Na trama, que teve sua estreia mundial na Mostra de São Paulo, vamos acompanhando algumas fases na vida dos amigos Levi (Gero Camilo) e Elias (Marat Descartes) que se reencontram por meio de memórias após o primeiro, depois de um longo hiato sem se falarem pessoalmente, volta para o funeral do segundo. Eles moraram na infância e adolescência na cidade de Coti das Fuças, no interior do Brasil, um lugar conservador em uma época de pouca liberdade para os sonhadores. As descobertas, os amores, as dores, as alegrias, as decepções, os sonhos, a opressão, os abusos, a busca pela liberdade, a vontade contagiante de conhecer o mundo são apresentados ao público através das lembranças.


O abstrato universo da saudade se mostra presente em cada cena mesmo que a troca de experiência seja a chave para se conectar com essa impactante narrativa. Se despedir de um amigo, dar cabo de uma saudade, joga Levi em uma estrada de retorno para a cidade onde momentos de todos os tipos reaparecem. A adolescência cheia de variáveis, escolhas que acabam sendo rupturas, os traumas por não ser aceito, a busca por explicações sobre o inexplicável. As visões de compartilhamentos de experiências em uma cidade conservadora são compostas por uma linha definida da linguagem exercendo forte preponderância dentro de uma função poética, aguçando assim o imaginário do espectador.

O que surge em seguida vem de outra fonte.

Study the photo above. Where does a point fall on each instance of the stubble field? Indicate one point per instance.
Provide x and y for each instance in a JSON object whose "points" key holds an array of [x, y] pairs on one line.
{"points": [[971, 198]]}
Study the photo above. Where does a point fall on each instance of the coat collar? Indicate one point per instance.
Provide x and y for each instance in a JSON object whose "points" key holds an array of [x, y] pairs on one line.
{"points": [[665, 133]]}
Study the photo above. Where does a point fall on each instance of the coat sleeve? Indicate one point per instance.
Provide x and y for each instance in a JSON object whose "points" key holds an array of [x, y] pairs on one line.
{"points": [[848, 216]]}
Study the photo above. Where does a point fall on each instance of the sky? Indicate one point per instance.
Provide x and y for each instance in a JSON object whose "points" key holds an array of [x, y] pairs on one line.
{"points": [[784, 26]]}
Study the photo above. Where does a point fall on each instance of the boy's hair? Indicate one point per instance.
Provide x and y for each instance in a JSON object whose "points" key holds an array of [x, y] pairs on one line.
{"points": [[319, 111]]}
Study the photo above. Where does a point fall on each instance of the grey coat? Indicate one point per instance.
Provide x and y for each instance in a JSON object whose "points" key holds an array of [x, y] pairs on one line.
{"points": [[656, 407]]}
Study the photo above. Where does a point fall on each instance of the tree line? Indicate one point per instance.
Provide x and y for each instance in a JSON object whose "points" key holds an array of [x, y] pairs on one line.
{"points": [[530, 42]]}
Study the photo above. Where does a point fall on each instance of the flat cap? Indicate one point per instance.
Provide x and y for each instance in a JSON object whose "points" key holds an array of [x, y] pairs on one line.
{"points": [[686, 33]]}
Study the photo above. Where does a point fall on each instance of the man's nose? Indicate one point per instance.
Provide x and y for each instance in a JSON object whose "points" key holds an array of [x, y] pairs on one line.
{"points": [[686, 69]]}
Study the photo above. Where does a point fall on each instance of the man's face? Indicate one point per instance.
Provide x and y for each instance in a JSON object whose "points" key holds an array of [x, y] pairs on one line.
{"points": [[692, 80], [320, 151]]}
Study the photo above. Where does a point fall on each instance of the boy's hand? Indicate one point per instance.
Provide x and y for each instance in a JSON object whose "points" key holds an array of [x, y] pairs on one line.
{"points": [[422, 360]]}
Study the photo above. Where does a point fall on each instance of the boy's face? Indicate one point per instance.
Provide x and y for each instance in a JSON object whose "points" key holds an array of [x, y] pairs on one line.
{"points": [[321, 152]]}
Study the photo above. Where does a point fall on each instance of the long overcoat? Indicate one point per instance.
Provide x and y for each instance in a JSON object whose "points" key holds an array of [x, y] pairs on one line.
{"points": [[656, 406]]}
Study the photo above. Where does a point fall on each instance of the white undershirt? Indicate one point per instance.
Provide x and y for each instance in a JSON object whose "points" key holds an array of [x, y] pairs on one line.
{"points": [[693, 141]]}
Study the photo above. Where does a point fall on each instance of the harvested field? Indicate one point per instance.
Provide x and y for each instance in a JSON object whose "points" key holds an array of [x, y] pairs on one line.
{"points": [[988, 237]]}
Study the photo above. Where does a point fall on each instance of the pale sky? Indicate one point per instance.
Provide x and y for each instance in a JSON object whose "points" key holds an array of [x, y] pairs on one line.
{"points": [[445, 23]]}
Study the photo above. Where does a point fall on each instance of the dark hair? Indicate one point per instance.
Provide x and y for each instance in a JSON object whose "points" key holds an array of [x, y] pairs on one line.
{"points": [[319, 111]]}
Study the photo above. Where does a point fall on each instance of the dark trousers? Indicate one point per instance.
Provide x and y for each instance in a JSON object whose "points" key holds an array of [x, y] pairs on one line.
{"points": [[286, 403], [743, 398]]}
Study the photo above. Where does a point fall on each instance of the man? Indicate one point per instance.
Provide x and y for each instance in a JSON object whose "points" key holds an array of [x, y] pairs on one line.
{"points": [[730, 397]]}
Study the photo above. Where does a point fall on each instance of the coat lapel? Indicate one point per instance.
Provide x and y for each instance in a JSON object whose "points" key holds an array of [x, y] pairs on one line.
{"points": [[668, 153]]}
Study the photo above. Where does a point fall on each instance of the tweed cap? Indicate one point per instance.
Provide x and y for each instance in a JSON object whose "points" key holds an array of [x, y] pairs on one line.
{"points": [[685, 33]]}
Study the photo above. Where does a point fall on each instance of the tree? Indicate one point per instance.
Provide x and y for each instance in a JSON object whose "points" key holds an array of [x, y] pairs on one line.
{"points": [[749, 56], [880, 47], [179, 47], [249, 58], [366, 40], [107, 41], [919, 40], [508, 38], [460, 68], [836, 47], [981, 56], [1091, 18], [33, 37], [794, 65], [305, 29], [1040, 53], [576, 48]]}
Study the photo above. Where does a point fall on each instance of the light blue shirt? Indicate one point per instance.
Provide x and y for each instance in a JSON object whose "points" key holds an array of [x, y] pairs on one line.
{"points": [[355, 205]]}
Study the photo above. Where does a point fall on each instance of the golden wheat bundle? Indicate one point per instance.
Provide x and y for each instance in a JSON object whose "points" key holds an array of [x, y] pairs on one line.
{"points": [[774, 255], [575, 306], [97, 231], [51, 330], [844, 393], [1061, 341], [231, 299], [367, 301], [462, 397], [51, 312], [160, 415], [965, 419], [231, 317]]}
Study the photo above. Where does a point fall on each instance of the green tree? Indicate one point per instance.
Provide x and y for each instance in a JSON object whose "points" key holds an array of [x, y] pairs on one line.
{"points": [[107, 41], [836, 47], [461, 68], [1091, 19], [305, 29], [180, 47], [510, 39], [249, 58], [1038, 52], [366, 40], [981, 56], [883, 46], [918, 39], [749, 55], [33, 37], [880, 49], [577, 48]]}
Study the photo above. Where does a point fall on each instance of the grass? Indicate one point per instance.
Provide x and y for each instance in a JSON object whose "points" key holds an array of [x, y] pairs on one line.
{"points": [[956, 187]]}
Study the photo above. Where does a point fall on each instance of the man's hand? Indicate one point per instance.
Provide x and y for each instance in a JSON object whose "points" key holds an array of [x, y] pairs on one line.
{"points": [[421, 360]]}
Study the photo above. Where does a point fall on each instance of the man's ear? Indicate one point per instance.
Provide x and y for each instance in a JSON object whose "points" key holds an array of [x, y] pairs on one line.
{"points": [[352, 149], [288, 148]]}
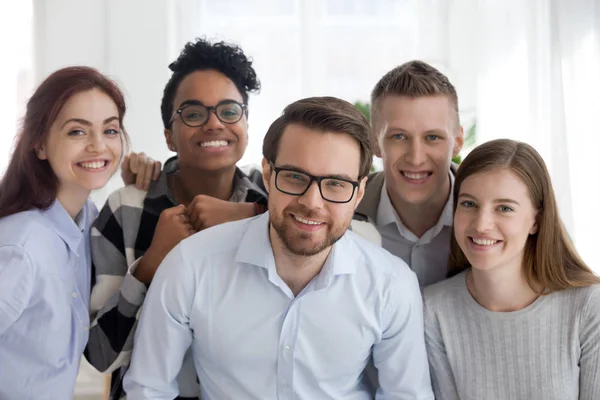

O uso de poucos elementos como base de algum tipo de expressão poética transformam a caminhada desse filme em uma interação para o espectador como se estivesse em um teatro, onde a imaginação nos leva ao refletir por meio de uma estrada de pensamentos sobre amizade e momentos chaves na vida de duas almas que de alguma forma se completam através das experiências que tiveram na infância e na adolescência. Emocionante em momentos pontuais, o filme gera reflexões sobre os tempos da imaturidade e a necessidade de se tornar uma fortaleza madura para se proteger dos avanços de conflitos que não se consegue enfrentar.


Aldeotas e suas diversas interpretações mexem com nosso refletir nos levando a pensar sobre memórias e saudade, até mesmo de tempos lá atrás, mostrando que a distância, o silêncio, podem ser uma enorme ferramenta de entendimento sobre as linhas de qualquer história.